Le calendrier de cet épisode, huit jours seulement après les événements du Palais de Justice, a pris par surprise le pays. Des équipes de secours de villes voisines ont tenté de s’approcher, mais elles ont dû faire face à l'ampleur de la catastrophe: la vaste plaine où existait un jour avant une ville prospère, a été presque entièrement occupé par une boue épaisse et marron de trois ou quatre mètres de profondeur. Les témoignages de ceux qui ont vécu ces premières heures, diffusés postérieurement par des journaux, des émissions de radio et de journaux télévisés, faisaient mention à des «corps et des cadavres innombrables» à des «cris d'agonie de moribonds» à « une odeur de putréfaction » qui envahissaient l’atmosphère, et au « désespoir des survivants » qui ne pouvaient croire ni comprendre ce qui les arrivait.
Après la commotion initiale, la réponse de la part de l'État s'est initiée avec une aide internationale, qui se trouvait concentrée dans une ville du Mexique, qui des semaines avant, avait été secoué par un séisme de 8.1 dans l'échelle de grandeur du moment.
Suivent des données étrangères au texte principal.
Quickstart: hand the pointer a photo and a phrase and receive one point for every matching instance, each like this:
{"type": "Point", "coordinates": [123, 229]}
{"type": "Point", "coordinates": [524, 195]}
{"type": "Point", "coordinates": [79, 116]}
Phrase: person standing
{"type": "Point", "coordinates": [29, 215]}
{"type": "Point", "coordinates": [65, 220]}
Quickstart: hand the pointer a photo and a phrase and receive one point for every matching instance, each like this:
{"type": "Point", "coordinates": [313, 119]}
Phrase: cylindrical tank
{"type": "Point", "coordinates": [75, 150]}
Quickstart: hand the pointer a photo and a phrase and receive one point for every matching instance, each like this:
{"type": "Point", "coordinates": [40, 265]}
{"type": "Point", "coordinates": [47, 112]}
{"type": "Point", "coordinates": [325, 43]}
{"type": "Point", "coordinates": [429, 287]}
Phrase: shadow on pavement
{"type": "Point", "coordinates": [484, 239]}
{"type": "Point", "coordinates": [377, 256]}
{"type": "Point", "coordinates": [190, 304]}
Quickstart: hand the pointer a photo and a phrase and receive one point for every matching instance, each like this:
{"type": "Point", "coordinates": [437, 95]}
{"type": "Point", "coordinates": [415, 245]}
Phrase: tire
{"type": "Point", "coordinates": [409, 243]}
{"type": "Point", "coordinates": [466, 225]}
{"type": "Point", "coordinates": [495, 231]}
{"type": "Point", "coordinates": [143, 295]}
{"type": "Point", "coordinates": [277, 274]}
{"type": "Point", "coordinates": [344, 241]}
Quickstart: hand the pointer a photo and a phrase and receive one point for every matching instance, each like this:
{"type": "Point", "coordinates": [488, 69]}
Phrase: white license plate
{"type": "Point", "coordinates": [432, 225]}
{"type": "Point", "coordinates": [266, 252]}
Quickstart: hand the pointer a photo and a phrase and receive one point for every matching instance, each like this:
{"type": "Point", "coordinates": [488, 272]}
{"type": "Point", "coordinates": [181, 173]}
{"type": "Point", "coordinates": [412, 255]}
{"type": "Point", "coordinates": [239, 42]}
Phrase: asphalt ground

Les forces armées, la Défense Civile et la Croix-Rouge ont participé aux opérations, lesquelles ont impliqué l'improvisation des hôpitaux en plein air, des camps temporaires pour les survivants et des volontaires et une gestion peu convaincante de l’approvisionnement et des aides, ce qui reflétait le manque de préparation du pays devant ce type d'évènements. Près de ces opérations, d’autres personnes, des survivants et des parents, basés sur des rumeurs, réalisaient de recherches sur les leurs, ainsi que les médias qui cherchaient, eux aussi, depuis tous les angles à produire des scops et la Une de couverture de journaux.
Huit jours plus tard, les opérations de sauvetage ont été suspendues, commençant ainsi ce qui est pour certains des survivants la « Tragedie d’Armero » : un inventaire des faits postérieurs à la disparition de la municipalité. Le premier d'entre eux, la révélation d'une information qui, lue en rétrospective, permettait d'affirmer que la plupart des 23 000 victimes auraient pu être sauvées par des mesures telles que la destruction d'un barrage naturel dans la rivière Lagunilla dans la zone d’El Sirpe, en ajustant des plans d'évacuation locaux et la volonté politique de mettre en œuvre une action préventive. Ensuite, ils ont fait allusion à des survivants mineurs donnés en adoption à l'étranger sans le consentement des parents ni de la famille - «les enfants d'Armero". La présence dans le lieu du désastre des "Avalanches" qui cherchaient la richesse des bijoutiers, des éleveurs, des chasseurs de trésors et même le coffre de la banque, enterrés dans la boue et les débris, cela est évoqué comme un troisième fait. Quatrième, la relocalisation d’armeritas dans les villages de Guayabal et Lerida, avec d'autres citoyens de différentes régions du pays se faisant passer par des survivants. Et finalement, la transformation successive du scénario de zone du désastre au Camposanto et de Camposanto à celui appelait "Parc de la Vie''.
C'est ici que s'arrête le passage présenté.